Get involved in the Atlas 2020 project by recording wild plants
Published 02/04/2016 | 00:00
Wood Anemone is in flower at present in woods and shady places but does this early-flowering, native wild plant grow in your neck of the woods?
The obvious answer is, of course, for you to visit your local woodland and to search for the white-flowered relative of the buttercup that cannot really be confused with any other woodland wild plant at this time of year.
An alternative is go online, visit the webpages of the Botanical Society of Britain and Ireland (BSBI) and access their excellent maps at http://bsbidb.org.uk/maps/. The Wood Anemone map shows that the plant is very frequent in the north of Ireland but its distribution is patchier elsewhere throughout the country.
Why?, you may ask. Are there sound scientific reasons for its presence or absence in your area or has nobody bothered to look for it, record it and report it from your particular neck of the woods?
The BSBI traces its origins back to 1836 and is a society for everyone interested in wild flowers. The society has many strings to its bow and one of these is the production of maps and atlases showing the distribution of plants.

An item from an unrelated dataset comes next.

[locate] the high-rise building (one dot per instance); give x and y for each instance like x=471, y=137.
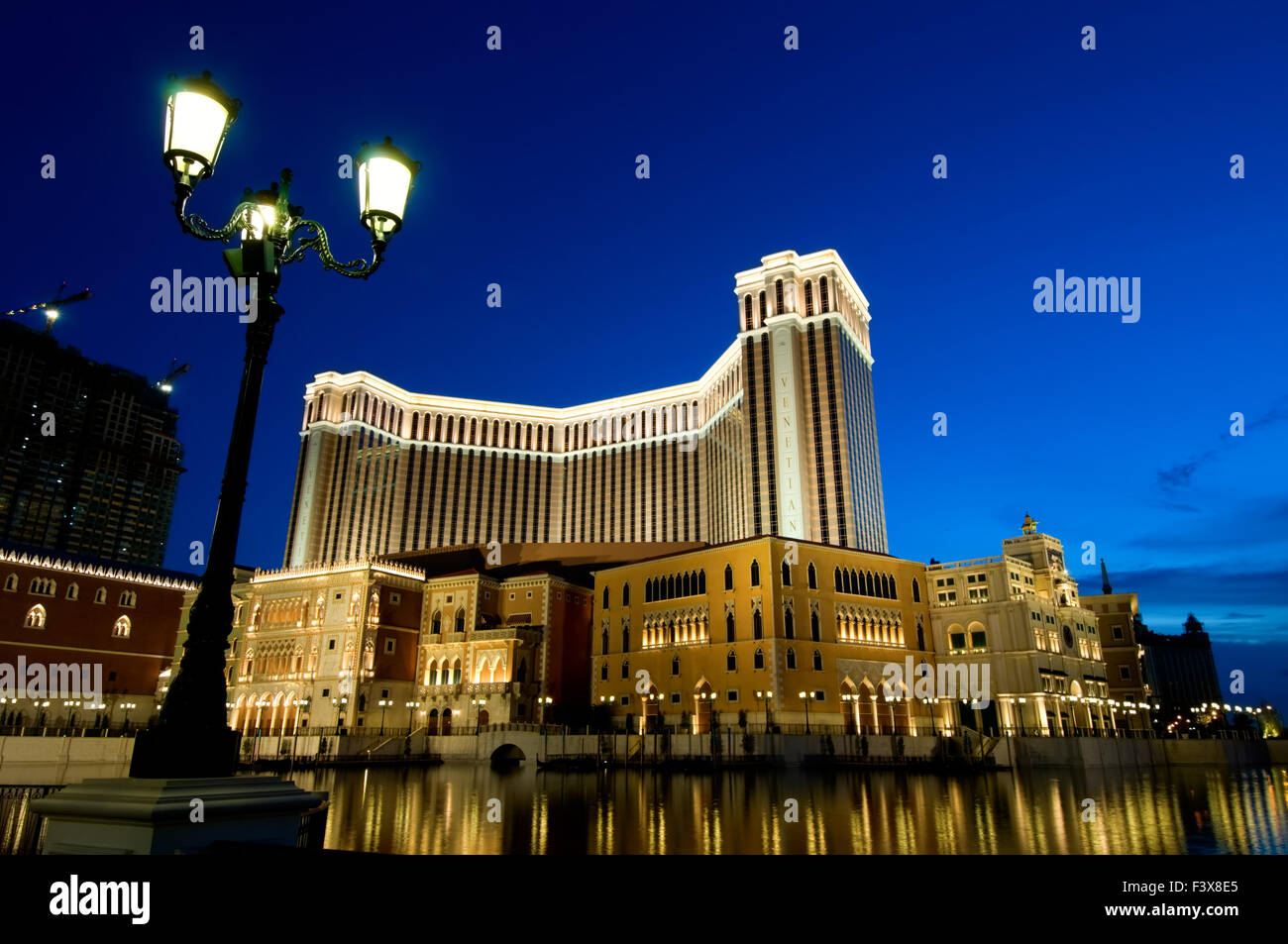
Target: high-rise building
x=778, y=437
x=89, y=462
x=1180, y=670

The first atlas was published in 1962. A repeat atlas was published in 2002 and the BSBI is now planning its third publication: 'Atlas 2020'. Fieldwork will be completed in 2019 so there are a few more field seasons remaining during which people can contribute plant records.
Atlas 2020 is the largest BSBI project running and there is a dedicated atlas page on the BSBI website. When completed, the project will provide maps for all of our native and introduced plants thereby summarising the state of the flora in both Britain and Ireland in 2020.
People interested in nature are strongly encouraged to get involved in Atlas 2020 by recording wild plants in their local patch or indeed anywhere else of their choice.
Most counties have a 'County Recorder' who collects and co-ordinates plant records. Some counties have two county recorders. Some counties even have a 'Local BSBI Group', a group of like-minded people interested in recording wild plants.
All current county recorders and local groups are listed at http://bsbi.org.uk/local_groups.html. In the event of there being no local contact in your area, contact Maria Long, BSBI Irish Officer, at the National Botanic Gardens, e-mail firstname.lastname@example.org or 'phone (087) 257 8763.
It would be great if you would confirm if Wood Anemone grows in your neck of the woods.